La versione mancante, insieme ad alcune parola pesanti, sono arrivate indirettamente attraverso le pagine facebook dei protagonisti. “Non credete a tutto quello che dice – scrive la nonna materna della bambina – la metà di quello che dice è falso. Non paga. Gli abbiamo detto tutto, anche che Giuliana doveva operarsi e poi lo abbiamo informato su come fosse andato l’intervento. Non ci voleva la sua firma”. La cosa peggiore, arriva sul finire del commento. “Mi dispiace – scrive nonna Georgette – la bambina non vuole vedere il suo papà. Ci sono tutti i documenti e i rapporti vari”.
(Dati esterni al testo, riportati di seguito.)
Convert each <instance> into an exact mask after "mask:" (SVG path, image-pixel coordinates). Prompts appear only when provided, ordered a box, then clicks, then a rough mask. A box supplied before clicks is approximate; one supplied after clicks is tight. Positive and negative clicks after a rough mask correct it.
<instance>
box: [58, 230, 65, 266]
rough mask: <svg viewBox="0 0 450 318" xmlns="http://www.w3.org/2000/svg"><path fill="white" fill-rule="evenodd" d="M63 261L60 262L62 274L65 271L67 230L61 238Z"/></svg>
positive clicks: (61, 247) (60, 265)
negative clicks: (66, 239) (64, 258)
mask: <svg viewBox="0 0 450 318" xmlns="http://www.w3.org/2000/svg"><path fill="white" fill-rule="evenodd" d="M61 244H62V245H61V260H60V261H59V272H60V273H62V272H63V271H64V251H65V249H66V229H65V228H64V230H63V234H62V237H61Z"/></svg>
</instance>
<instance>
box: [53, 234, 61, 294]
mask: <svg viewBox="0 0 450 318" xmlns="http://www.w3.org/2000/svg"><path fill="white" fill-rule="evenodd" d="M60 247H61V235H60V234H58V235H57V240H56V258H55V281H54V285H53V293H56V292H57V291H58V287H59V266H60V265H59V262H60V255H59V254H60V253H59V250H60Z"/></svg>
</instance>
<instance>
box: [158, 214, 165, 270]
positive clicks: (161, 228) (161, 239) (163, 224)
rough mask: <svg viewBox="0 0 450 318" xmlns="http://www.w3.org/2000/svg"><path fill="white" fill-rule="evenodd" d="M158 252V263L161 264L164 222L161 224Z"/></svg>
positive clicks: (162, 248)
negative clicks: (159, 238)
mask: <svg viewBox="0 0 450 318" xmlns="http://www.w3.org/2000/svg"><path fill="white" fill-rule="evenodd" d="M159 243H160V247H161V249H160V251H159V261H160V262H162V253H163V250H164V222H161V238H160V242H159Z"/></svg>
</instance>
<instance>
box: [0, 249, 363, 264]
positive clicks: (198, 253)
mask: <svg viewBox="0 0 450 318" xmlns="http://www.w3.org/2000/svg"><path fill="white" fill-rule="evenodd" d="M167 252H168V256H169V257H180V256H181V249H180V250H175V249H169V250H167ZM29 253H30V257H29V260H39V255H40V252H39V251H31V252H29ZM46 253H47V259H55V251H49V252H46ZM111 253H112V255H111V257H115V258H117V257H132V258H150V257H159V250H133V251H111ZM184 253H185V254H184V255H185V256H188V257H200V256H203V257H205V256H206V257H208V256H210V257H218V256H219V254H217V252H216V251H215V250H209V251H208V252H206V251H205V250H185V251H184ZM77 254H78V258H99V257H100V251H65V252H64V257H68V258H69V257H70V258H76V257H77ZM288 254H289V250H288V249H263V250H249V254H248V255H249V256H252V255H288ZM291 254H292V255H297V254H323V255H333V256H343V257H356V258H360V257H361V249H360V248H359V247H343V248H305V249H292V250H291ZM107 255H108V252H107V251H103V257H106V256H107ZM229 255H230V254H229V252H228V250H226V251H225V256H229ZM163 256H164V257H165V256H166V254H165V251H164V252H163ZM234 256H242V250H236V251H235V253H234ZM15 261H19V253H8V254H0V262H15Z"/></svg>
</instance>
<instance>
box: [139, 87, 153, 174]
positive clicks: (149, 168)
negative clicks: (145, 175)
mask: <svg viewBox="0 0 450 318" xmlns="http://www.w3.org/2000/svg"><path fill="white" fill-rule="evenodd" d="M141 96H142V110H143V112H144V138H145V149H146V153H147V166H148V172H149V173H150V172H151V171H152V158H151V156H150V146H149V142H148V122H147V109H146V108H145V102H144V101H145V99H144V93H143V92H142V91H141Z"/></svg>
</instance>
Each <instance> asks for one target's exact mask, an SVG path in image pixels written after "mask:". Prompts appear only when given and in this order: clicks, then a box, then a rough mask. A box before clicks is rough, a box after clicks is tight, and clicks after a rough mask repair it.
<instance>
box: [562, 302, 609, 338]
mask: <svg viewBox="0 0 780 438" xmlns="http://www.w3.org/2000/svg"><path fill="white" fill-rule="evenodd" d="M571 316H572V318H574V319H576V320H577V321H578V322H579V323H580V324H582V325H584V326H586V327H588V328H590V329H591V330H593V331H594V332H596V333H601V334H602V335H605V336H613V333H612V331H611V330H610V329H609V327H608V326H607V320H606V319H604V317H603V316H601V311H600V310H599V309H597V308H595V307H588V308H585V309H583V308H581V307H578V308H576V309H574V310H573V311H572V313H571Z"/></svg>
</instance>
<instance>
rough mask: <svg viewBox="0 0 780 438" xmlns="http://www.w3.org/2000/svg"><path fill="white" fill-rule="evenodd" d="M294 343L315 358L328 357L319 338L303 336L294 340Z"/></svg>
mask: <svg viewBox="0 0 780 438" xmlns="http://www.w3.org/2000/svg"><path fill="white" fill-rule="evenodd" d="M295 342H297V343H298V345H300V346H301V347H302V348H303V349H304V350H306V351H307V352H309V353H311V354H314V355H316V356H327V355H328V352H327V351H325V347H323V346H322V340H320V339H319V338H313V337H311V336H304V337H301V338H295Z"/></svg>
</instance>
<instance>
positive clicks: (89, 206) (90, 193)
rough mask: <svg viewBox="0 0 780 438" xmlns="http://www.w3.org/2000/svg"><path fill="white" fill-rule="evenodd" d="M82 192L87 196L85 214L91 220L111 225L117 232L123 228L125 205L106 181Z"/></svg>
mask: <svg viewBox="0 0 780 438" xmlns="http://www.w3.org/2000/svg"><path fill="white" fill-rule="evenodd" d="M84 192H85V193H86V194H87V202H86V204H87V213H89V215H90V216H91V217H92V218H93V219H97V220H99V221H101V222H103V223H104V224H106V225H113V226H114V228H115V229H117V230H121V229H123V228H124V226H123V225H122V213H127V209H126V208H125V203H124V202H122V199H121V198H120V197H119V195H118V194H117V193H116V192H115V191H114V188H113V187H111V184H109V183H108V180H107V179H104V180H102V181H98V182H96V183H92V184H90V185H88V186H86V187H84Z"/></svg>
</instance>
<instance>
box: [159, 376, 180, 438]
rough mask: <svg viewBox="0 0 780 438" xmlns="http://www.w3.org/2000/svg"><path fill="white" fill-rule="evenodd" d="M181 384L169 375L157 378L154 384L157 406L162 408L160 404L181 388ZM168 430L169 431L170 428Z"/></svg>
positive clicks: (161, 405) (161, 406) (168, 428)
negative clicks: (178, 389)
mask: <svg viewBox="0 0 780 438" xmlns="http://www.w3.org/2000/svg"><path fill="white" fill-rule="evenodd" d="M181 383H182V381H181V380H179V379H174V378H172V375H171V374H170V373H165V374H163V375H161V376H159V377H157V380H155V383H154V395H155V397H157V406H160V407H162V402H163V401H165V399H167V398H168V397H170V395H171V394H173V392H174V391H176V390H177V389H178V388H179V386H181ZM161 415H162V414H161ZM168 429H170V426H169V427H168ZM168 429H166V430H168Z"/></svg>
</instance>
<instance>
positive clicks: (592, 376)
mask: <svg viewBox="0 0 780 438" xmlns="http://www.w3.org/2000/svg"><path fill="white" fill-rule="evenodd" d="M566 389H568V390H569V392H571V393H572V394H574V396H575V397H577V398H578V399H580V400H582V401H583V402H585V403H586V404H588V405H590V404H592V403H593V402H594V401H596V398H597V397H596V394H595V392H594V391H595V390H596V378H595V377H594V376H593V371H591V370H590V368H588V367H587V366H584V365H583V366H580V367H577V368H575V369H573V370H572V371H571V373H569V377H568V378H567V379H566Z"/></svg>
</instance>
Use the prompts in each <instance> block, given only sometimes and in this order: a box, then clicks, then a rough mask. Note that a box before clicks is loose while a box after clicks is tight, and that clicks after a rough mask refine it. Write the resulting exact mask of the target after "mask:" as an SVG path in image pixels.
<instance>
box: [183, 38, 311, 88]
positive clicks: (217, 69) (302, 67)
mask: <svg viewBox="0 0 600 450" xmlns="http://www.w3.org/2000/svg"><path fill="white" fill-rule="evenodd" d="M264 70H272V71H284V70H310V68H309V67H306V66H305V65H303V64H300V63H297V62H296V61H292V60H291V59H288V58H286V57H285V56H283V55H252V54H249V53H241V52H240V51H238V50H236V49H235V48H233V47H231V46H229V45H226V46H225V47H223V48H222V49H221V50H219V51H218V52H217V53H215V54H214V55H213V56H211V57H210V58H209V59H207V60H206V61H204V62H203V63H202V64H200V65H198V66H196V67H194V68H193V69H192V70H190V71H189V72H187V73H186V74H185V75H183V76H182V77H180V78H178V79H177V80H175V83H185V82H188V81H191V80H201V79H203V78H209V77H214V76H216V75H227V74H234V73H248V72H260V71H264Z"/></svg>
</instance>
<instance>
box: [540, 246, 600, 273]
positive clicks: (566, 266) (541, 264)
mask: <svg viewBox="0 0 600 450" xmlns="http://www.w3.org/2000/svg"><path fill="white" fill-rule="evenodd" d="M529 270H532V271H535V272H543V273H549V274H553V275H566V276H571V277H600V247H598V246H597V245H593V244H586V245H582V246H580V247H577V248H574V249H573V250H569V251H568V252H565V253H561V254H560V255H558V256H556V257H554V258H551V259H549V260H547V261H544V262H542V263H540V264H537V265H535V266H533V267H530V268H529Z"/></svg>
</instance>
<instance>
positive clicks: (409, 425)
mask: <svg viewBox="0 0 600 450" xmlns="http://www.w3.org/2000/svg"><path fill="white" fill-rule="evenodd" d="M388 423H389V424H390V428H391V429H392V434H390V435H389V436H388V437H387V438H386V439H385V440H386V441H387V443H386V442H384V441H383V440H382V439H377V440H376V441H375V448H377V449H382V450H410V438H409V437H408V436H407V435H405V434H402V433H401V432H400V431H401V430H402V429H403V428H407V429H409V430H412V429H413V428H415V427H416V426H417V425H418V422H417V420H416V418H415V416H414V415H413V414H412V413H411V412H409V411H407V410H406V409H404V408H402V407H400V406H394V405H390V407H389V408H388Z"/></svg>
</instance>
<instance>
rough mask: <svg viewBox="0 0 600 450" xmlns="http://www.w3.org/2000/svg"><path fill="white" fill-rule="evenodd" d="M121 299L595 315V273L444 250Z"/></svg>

Una versione diametralmente opposta a quella riferitaci da papà Damiano. Più scomposte le reazioni del fratello e del padre della ex moglie. “Trimone pieno di cancro”, scrive l’ex cognato a Damiano. “Ho pietà di questo povero depresso che racconta la fandonie ai giornalisti”, incalza nonno Mario. L’uomo, con il quale abbiamo chattato su facebook raccogliendo la promessa di un incontro, non risparmia anche un epiteto nei nostri confronti. Il più classico: “Giornalisti pezzi di merda”.

Non sappiamo come stiano realmente le cose. Purtroppo Giuliana, la figlia contesa, si trova al centro di una battaglia che può farle solo male. Nel caso lo volessero, restiamo a disposizione della ex moglie di Damiano e dei suoi familiari nel caso volessero argomentare meglio la loro posizione e spiegarci cosa abbia fatto questo papà di così drammatico da meritare l’odio di sua figlia che, lo ricordiamo, non vede da oltre due anni.